In an Ugly Human-Trafficking Case, Hawaii Forgets Itself
By LAWRENCE DOWNES
Published: September 20, 2010
This is a story of two farmers, Laotian immigrant brothers who grow vegetables in Hawaii . People love their onions, melons, Asian cabbage, herbs and sweet corn, and their Halloween pumpkin patch is a popular field trip for schoolchildren all over Oahu . They count local politicians and community leaders among their many friends, and run a charitable foundation.

Though they are relative newcomers, their adopted home is a state that honors its agricultural history, where most longtime locals are descendants of immigrant plantation workers. The brothers fit right in.

But they had an ugly secret. A captive work force: forty-four men, laborers from Thailand who were lured to Hawaii in 2004 with promises of good wages, housing and food. The workers sacrificed dearly to make the trip, mortgaging family land and homes to pay recruiters steep fees of up to $20,000 each.

According to a federal indictment, the workers’ passports were taken away. They were set up in cramped, substandard housing — some lived in a shipping container. Many saw their paychecks chiseled with deductions for food and expenses; some toiled in the fields for no net pay. Workers were told not to complain or be sent home, with no way to repay their unbearable debts.

The news broke last August. The Civil Rights Division of the Department of Justice filed charges of forced labor and visa fraud. The farm owners agreed to plead guilty in December in Federal District Court to conspiring to commit forced labor. They admitted violating the rules of the H-2A guest worker program, telling the workers that their labor contracts were “just a piece of paper” used to deceive the federal government.

I wish I could say that at this point the case so shocked the Hawaiian public that people rushed to aid the immigrants, who reminded them so much of their parents and grandparents. That funds were raised and justice sought.

But that didn’t happen.

In an astounding display of amnesia and misplaced sympathy, Hawaii rallied around the defendants. After entering their plea deal, the farmers, Michael and Alec Sou of Aloun Farms, orchestrated an outpouring of letters begging the judge for leniency at sentencing. Business leaders, community activists, politicians — even two former governors, Benjamin Cayetano and John Waihee, and top executives at First Hawaiian Bank — joined a parade attesting to the brothers’ goodness.

The men were paragons of diversified agriculture and wise land use, the letter writers said. They had special vegetable knowledge that nobody else had, and were holding the line against genetically modified crops. If they went to prison, evil developers would pave their farmland. Think of the “trickle down impact,” one woman implored the judge. Besides, their produce was delicious.

The friends pleaded for probation, fines, anything but prison. The workers, now scattered to uncertain fates and still in debt, have seen no such empathy.

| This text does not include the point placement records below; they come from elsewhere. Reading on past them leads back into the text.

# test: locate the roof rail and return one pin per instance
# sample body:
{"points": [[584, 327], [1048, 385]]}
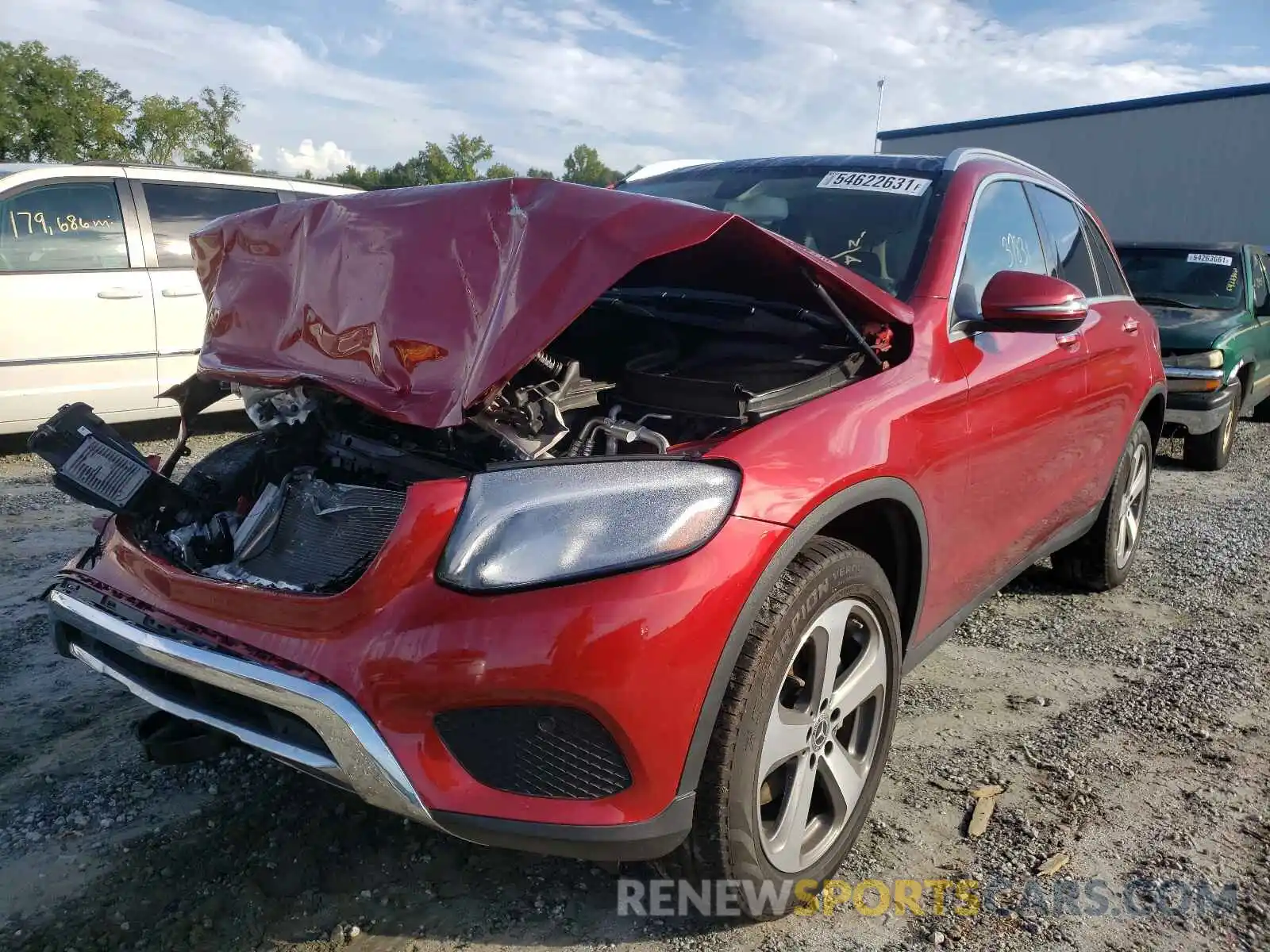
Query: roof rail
{"points": [[200, 168], [960, 156]]}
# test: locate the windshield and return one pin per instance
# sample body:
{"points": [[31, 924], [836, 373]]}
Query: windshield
{"points": [[869, 220], [1191, 278]]}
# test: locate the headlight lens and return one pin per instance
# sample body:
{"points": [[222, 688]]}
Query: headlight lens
{"points": [[1206, 361], [560, 522]]}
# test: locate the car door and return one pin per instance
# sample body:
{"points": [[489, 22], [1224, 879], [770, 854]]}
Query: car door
{"points": [[76, 317], [1113, 334], [169, 213], [1028, 425]]}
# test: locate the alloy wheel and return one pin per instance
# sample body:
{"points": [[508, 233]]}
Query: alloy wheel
{"points": [[822, 735], [1132, 505]]}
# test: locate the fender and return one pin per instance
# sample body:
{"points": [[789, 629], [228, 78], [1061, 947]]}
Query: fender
{"points": [[882, 488]]}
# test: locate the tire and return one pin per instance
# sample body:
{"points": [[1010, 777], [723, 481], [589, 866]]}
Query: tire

The Sous were supposed to have been sentenced months ago, but at a hearing in July they made statements that muddled and seemed to contradict their plea agreement. The vexed judge, Susan Oki Mollway, postponed sentencing to Sept. 9, so they could get their story straight. Back in court this month, the men recanted some of their sworn testimony, so the judge threw the plea deal out. Now there will be a trial in November.

Another shocking story emerged in Honolulu this month: a federal grand jury indicted six people on charges of enslaving 400 Thai farm workers on Maui and elsewhere — the largest trafficking case in American history. In Hawaii , no uproar ensued. The pumpkin-patch field trips are still booked.

Hawaii has a state motto: Ua mau ke ea o ka aina i ka pono, or the life of the land is perpetuated in righteousness. Hawaiians use “pono” to mean what is just or right, in harmony with nature and with other people. The words hang on huge bronze seals at the State Capitol, and I feel sure that most longtime residents of Hawaii can easily recall and recite them, in Hawaiian and English.

Whether some of them ever think about what the motto means, or care, is another question.